Forget animated light projections. Transfix, the latest in immersive art experiences, will bring 50 interactive, kinetic, illuminated artworks—including pyrotechnics—to Las Vegas, in the first stop of a planned tour that will bring monumental, festival-style works to cities across the U.S.
The project is the brainchild of Michael Blatter and Tom Stinchfield of New York marketing agency Mirrorball. They originally conceived of the idea during the pandemic as a free, COVID-friendly event staged in Brooklyn Bridge Park that would support artists who normally made work for large-scale festivals like the Burning Man gathering in Nevada’s Black Rock Desert.
“These things shouldn’t be gathering dust in a warehouse—they should be out on the road, they should be installed somewhere where people can enjoy them and be as inspired by them as we are,” Stinchfield told Artnet News.
“Most of the artists who make these big pieces for these events are only doing it out of passion, which is really beautiful. But afterward, it’s often out of their pocket to bring it back to wherever they may live, and store it in a warehouse or their studio, and they end up losing money,” he added. “It’s a very niche market to to sell a piece of art that’s five stories tall!”
Stinchfield and Blatter actually met years ago through a mutual friend who suggested Stinchfield might benefit creatively from accompanying Blatter on one of his annual trips to Burning Man.
“Michael said, ‘I’m not gonna take some random person to Burning Man.’ We had lunch, and about a week later we were sharing an RV in the desert,” Stinchfield recalled.
The Brooklyn Bridge Park project to showcase the kind of art they encountered there never came to fruition. But it did become the basis of the business plan for Transfix, which the duo likens to a high-production value rock tour for experiential art.
They hope that Transfix will help create a broader audience for the ambitious, large-scale works created for Burning Man and other similar events. (Only half of the art was originally created for the Nevada gathering.)
“This is art that was never created within the existing museum and gallery infrastructure,” Blatter told Artnet News. “This art is gigantic, it’s illuminated, some of it’s fire-breathing—it’s certainly not traditional museum-style art.”
Transfix aims to create a new source of income for this kind of work by paying participating artists a rental fee for their artworks.
“We can give artists predictable income, and free up space in their studios while giving these pieces a place to be seen and recognized by the masses,” Stinchfield said, noting that many of the artists they approached were so eager to stop having to store these works that they would have happily lent them for free.
The Las Vegas edition will open at Resorts World in April, and will run through at least September—although that could be extended if things go well.
There will be works by artists such as Marco Cochrane, Foldhaus Collective, Christopher Schardt, Playmodes, HOTTEA, and Kevin Clark. The largest work is Christopher Bauder and KiNK’s Axion, a 10,000-square-foot illuminated sonic experiential installation that has never been shown in the U.S.
“We’re taking the underbelly of a 747 to fly that piece over here from Berlin,” Stinchfield said.

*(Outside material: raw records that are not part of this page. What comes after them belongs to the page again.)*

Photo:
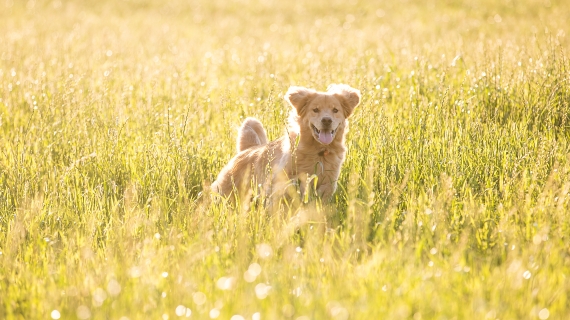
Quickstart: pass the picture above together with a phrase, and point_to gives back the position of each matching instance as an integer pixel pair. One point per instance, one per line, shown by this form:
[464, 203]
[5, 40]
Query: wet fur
[267, 168]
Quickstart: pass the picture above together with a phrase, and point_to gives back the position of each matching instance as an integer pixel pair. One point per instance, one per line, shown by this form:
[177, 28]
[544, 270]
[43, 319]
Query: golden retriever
[311, 153]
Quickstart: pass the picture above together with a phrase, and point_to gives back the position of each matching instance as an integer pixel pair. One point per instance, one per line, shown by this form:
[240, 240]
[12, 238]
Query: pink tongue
[325, 137]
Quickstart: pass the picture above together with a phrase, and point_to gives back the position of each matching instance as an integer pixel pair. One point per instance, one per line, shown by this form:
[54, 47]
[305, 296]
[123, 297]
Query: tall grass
[116, 116]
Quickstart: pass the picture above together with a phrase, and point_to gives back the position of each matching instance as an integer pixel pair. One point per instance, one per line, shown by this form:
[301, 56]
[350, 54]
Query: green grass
[453, 202]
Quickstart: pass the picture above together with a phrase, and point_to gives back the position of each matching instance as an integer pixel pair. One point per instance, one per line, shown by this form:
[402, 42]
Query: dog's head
[324, 112]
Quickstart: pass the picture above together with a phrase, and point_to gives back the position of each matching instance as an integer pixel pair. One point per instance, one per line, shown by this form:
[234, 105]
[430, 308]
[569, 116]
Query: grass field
[453, 202]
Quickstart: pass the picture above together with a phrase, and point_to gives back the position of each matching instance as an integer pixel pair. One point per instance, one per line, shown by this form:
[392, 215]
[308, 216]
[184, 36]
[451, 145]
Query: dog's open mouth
[323, 136]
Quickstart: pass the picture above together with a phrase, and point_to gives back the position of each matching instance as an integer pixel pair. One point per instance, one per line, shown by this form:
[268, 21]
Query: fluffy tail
[251, 133]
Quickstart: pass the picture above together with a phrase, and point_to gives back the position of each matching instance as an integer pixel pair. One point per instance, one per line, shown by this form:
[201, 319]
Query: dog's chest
[321, 164]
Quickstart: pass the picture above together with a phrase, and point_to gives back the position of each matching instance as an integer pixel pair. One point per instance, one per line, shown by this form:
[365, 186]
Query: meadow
[116, 116]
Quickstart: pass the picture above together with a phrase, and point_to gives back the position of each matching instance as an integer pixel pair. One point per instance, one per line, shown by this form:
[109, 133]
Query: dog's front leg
[325, 191]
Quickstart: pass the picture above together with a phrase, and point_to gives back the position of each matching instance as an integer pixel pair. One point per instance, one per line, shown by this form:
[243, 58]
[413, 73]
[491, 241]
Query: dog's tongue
[325, 137]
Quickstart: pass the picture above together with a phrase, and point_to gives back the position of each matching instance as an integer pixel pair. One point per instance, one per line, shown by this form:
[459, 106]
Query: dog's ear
[347, 95]
[299, 97]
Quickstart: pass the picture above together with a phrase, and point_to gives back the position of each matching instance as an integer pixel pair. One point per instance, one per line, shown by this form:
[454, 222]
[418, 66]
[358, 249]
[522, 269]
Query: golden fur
[313, 146]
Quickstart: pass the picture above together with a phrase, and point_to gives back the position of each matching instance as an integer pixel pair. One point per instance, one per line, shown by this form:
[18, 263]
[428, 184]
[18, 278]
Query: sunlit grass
[115, 116]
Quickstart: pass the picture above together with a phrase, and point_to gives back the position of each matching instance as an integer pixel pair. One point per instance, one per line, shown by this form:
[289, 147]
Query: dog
[311, 153]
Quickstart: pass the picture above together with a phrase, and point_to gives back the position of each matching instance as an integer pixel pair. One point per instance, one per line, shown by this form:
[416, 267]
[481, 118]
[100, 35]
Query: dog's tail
[251, 133]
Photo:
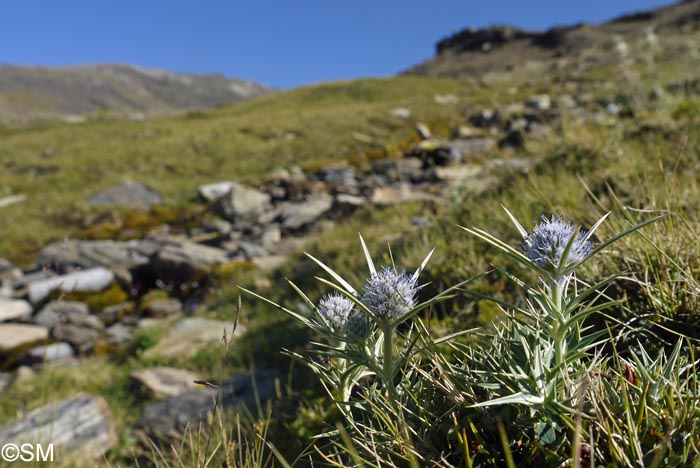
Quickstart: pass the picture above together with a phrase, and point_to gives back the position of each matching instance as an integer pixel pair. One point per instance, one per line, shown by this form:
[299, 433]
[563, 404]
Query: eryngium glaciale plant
[360, 338]
[540, 354]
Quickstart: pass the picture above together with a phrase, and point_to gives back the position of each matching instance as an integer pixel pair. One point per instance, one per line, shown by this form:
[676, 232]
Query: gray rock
[119, 334]
[8, 271]
[82, 338]
[162, 308]
[244, 202]
[170, 418]
[130, 193]
[444, 152]
[56, 312]
[398, 193]
[54, 352]
[189, 335]
[161, 383]
[270, 262]
[251, 250]
[401, 112]
[106, 253]
[299, 215]
[82, 423]
[212, 192]
[539, 102]
[271, 236]
[423, 131]
[399, 170]
[185, 260]
[114, 313]
[90, 280]
[343, 178]
[14, 309]
[14, 335]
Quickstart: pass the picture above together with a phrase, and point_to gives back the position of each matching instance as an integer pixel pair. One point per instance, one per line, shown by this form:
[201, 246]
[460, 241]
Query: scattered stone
[114, 313]
[162, 308]
[212, 192]
[11, 200]
[90, 280]
[184, 260]
[119, 334]
[82, 423]
[22, 375]
[398, 193]
[270, 262]
[244, 202]
[130, 193]
[251, 250]
[444, 152]
[539, 102]
[57, 311]
[12, 309]
[13, 335]
[82, 338]
[271, 236]
[8, 271]
[423, 131]
[106, 253]
[446, 99]
[161, 383]
[401, 112]
[188, 335]
[342, 179]
[299, 215]
[399, 170]
[54, 352]
[170, 418]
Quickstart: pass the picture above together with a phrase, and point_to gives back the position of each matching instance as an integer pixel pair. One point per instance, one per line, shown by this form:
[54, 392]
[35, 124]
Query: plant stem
[387, 358]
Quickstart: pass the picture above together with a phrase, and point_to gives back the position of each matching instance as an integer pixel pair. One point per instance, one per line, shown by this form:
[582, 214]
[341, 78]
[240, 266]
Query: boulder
[11, 309]
[56, 312]
[188, 336]
[90, 280]
[539, 102]
[244, 202]
[172, 417]
[81, 423]
[106, 253]
[130, 194]
[161, 383]
[399, 170]
[299, 215]
[444, 152]
[162, 308]
[182, 260]
[14, 335]
[54, 352]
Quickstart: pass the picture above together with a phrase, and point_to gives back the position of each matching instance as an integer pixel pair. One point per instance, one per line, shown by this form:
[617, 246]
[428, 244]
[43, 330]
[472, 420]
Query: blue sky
[282, 43]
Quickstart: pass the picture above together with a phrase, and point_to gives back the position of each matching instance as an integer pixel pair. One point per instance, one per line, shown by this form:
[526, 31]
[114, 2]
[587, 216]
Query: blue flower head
[335, 309]
[389, 294]
[547, 242]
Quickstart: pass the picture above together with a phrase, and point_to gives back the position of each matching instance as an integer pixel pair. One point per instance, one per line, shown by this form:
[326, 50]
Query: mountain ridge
[30, 93]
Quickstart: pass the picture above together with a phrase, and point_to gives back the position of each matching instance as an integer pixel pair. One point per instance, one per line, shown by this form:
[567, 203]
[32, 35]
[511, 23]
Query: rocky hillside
[72, 93]
[495, 53]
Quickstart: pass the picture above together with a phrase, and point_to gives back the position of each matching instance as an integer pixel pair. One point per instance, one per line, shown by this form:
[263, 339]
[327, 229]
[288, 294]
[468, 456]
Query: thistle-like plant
[537, 354]
[359, 329]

Works will be on view in 130 shipping containers in a sprawling 200,000 square-foot outdoor venue, with two-story viewing platforms to experience the monumental art from multiple vantage points—plus 10 bars where you can grab a drink. (Exploring the entire maze-like exhibition is expected to take about two hours.)
“It will be a great place to hang out and experience art in a whole new way,” Blatter said.
If Transfix’s ticket sales prove profitable, the proceeds will be used to commission new works for future residencies, with plans for stops in Los Angeles, Miami, New York, and Chicago.
“I’ve been participating as a sculpture artist at Burning Man since 1999, and I can tell you Burning Man creative culture is a gold mine of large-scale art. We pioneered massive, immersive and experiential art out there in that dessert,” Kate Raudenbush, whose 25-foot mirrored pyramid As Above, So Below is one of the inaugural works at Transfix, told Artnet News in an email.
She’s tired of being told that displaying her monumental works for free will provide valuable “exposure,” and is eager to create even bigger and more ambitious projects as Transfix takes off.
“I’m already dreaming up new ideas!” Raudenbush said.
“The ultimate goal is to build a creative ecosystem where people can be inspired by this art, but also give artists space to create,” Stinchfield added. “What we’re most excited about is writing that first check to an artist commissioning a piece that they’ve dreamed of their whole life that nobody would ever fund.”